Recreating cephadm-managed OSDs
Problem
An OSD must be recreated from scratch. This is useful when the OSD device should be fully zapped and redeployed, or when you need Ceph to rebalance data after replacing one or more OSDs.
This cephadm-specific procedure uses
upmap-remapped.py
before rebalancing data to reduce misplaced objects while recreating OSDs. For
the general capacity-add procedure that uses the same approach, see
Adding Hosts or OSDs - Improved.
When the OSD is removed with --replace --zap, cephadm drains the OSD, marks it
for replacement, zaps the device, and then recreates the OSD if the device still
matches an OSD service specification.

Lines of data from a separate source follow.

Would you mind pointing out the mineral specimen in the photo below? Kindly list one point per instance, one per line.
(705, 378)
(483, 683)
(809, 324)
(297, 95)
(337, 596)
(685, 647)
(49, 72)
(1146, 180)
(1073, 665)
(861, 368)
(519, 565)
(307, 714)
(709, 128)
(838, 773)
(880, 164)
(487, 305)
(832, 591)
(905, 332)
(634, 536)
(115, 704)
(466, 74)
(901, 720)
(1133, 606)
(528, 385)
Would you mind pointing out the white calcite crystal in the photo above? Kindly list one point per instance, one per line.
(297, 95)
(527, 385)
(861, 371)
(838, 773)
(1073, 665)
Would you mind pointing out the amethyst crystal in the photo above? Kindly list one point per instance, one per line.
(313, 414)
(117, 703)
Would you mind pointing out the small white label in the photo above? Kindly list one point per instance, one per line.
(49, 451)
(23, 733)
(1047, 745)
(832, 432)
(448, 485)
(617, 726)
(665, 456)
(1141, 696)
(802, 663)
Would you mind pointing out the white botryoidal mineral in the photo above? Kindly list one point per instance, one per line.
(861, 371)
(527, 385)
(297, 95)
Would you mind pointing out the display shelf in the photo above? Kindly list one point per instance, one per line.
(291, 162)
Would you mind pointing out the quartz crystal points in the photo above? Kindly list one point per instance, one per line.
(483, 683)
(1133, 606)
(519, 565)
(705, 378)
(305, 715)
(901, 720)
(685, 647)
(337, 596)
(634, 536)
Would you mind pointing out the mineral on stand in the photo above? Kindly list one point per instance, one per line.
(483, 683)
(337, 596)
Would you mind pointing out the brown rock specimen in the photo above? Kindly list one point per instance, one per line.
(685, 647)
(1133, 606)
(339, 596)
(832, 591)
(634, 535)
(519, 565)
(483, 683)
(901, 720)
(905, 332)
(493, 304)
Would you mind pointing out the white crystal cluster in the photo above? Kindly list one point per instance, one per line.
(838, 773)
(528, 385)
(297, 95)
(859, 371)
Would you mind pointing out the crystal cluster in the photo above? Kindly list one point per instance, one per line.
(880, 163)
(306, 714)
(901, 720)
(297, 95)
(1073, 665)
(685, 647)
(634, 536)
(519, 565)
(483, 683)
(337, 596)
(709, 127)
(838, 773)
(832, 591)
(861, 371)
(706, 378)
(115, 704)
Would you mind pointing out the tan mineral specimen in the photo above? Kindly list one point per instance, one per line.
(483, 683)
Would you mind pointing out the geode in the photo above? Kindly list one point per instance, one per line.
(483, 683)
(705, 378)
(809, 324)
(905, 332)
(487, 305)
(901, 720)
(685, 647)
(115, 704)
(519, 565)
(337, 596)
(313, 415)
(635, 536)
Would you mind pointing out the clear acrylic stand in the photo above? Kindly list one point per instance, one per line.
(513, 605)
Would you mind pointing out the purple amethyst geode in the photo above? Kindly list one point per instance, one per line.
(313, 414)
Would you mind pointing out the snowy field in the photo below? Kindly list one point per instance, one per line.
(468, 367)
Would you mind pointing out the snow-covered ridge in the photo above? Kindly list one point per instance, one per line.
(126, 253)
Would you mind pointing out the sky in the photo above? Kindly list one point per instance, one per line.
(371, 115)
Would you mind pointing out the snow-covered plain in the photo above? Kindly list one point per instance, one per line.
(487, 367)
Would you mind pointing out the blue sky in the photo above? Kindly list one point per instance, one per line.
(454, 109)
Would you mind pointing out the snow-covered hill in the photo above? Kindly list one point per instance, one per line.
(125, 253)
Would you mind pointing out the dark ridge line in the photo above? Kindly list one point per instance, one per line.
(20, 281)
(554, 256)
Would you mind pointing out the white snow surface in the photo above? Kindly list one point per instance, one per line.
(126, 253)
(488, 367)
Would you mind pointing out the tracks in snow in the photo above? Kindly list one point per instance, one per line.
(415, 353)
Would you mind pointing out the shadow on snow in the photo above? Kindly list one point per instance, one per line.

Ceph then backfills and rebalances data to
return the cluster to a healthy state.
This procedure sets the OSD out manually to run upmap-remapped then use cephadm to zap the OSDs, then recreate them.
Link to upmap-remapped script: https://github.com/clyso/otto/blob/main/otto/src/clyso/ceph/otto/tools/cern/upmap-remapped.py
Procedure
High-level steps:
- Set
norebalanceand turn the balancer off. - Set the OSDs out.
- Run
upmap-remapped.pytwice. - Unset
norebalance, turn on the balancer, and wait for rebalancing to finish. - Set
norebalanceand turn the balancer off again. - Let cephadm destroy the OSDs for replacement and recreate them.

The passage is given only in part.